You are viewing a plain text version of this content. The canonical link for it is here.
Posted to users@tomcat.apache.org by Thierry Templier <te...@yahoo.fr> on 2011/04/29 14:33:05 UTC

mojk and utf8 charset problem

Hello,

I developped an application that uses UTF8 encoding since it needs to display arabic characters. When directly accessing the application from Tomcat, everything works fine. When I tried to access it through Apache web server and mod jk, I have problems to display such characters. Utf8 is correctly configured within Apache web server since I can display them from static pages. So it seems the problem comes from mod jk.

Is there a way to configure modjk to use utf8 encoding for http requests and responses?

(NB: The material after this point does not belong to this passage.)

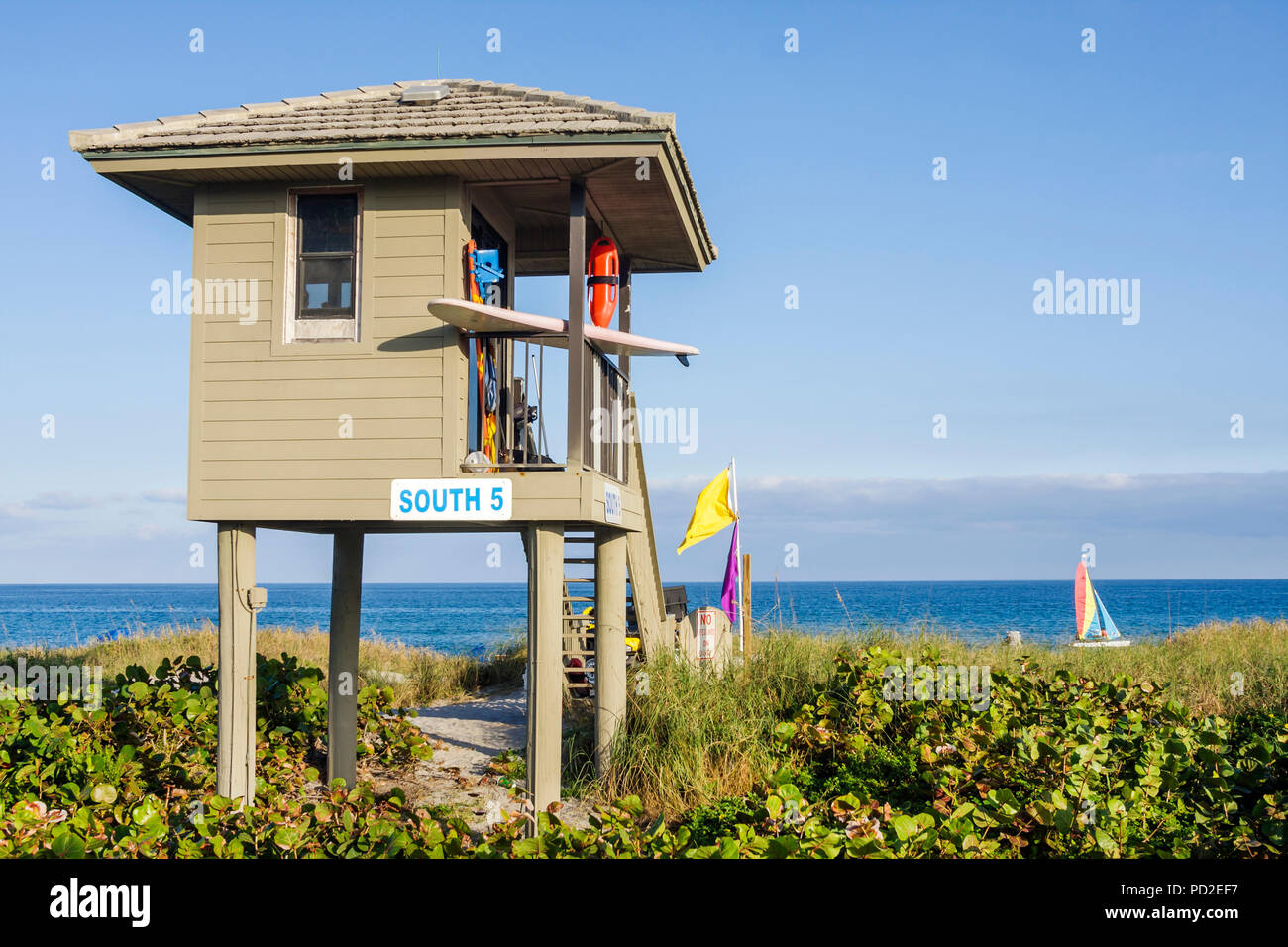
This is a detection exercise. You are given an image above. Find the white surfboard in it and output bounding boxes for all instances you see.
[429,299,699,356]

Thanks very much for your answers.
Thierry



---------------------------------------------------------------------
To unsubscribe, e-mail: users-unsubscribe@tomcat.apache.org
For additional commands, e-mail: users-help@tomcat.apache.org


Re: mojk and utf8 charset problem

Posted by Christopher Schultz <ch...@christopherschultz.net>.
-----BEGIN PGP SIGNED MESSAGE-----
Hash: SHA1

Thierry,

On 5/2/2011 4:31 AM, Thierry Templier wrote:
> <meta http-equiv="CONTENT-TYPE" content="text/html; charset=UTF-8"></meta>

Just to be sure, I highly recommend coding your pages like this:

<meta http-equiv="CONTENT-TYPE" content="text/html; charset=<?=
response.getCharacterEncoding() %>"></meta>

This will ensure that you aren't sending ISO-8859-1 but claiming that
it's UTF-8.

> The content type header is the same and specifies UTF-8 as encoding... However it appears that when using Apache / modjk / Tomcat, the reponse content is compressed using gzip. It's not the case when directly accessing Tomcat. I don't know if it could be the reason of the problem...

gzip encoding is unlikely to be causing the problem.

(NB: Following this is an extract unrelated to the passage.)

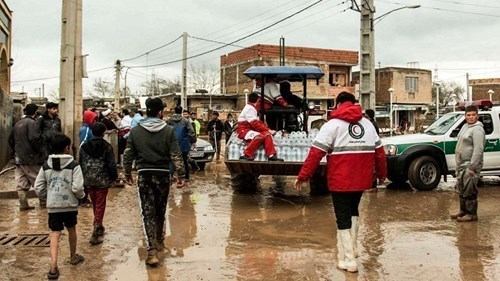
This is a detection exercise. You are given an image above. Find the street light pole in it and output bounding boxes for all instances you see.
[488,89,495,102]
[351,0,420,109]
[387,88,394,137]
[434,81,441,120]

Can you post the configuration you have for your <Connector> elements in
Tomcat's conf/server.xml? Remember to remove any sensitive information
(ip addresses, JK secrets, etc.)

- -chris
-----BEGIN PGP SIGNATURE-----
Version: GnuPG v1.4.10 (MingW32)
Comment: Using GnuPG with Mozilla - http://enigmail.mozdev.org/

iEYEARECAAYFAk2+vrEACgkQ9CaO5/Lv0PBqIgCeKKh2ihG6UX/EESHe1dgkMK0O
NDYAn06+/cyLX0CiQJLSg+6IuKS8tCsx
=kcom
-----END PGP SIGNATURE-----

---------------------------------------------------------------------
To unsubscribe, e-mail: users-unsubscribe@tomcat.apache.org
For additional commands, e-mail: users-help@tomcat.apache.org


Re: mojk and utf8 charset problem

Posted by Thierry Templier <te...@yahoo.fr>.
Hello André,

I made tests in both browsers:

- Firefox 3.6.16 (linux)
- Chrome 11.0.696.57 (linux)

and I have the same behavior.

Thierry

> Additional question : did you try it
> with different browsers ?

---------------------------------------------------------------------
To unsubscribe, e-mail: users-unsubscribe@tomcat.apache.org
For additional commands, e-mail: users-help@tomcat.apache.org


Re: mojk and utf8 charset problem

Posted by André Warnier <aw...@ice-sa.com>.
Additional question : did you try it with different browsers ?

---------------------------------------------------------------------
To unsubscribe, e-mail: users-unsubscribe@tomcat.apache.org
For additional commands, e-mail: users-help@tomcat.apache.org


Re: mojk and utf8 charset problem

Posted by Thierry Templier <te...@yahoo.fr>.
Hello,

Sorry for my very late answer!

I took me time to solve the problem basing on what you suggested. In fact, there are two different ones:

- I use Tiles and I don't specify header in all elements building the final page (<%@page language="java" contentType="text/html; charset=UTF-8"%>). After having specified that, utf8 characters display correctly.

- I also have a configuration problem at the MySQL JDBC driver level. Whereas the database is configured for utf8, I also need to specify some parameters in the JDBC url (see http://confluence.atlassian.com/display/DOC/Configuring+Database+Character+Encoding).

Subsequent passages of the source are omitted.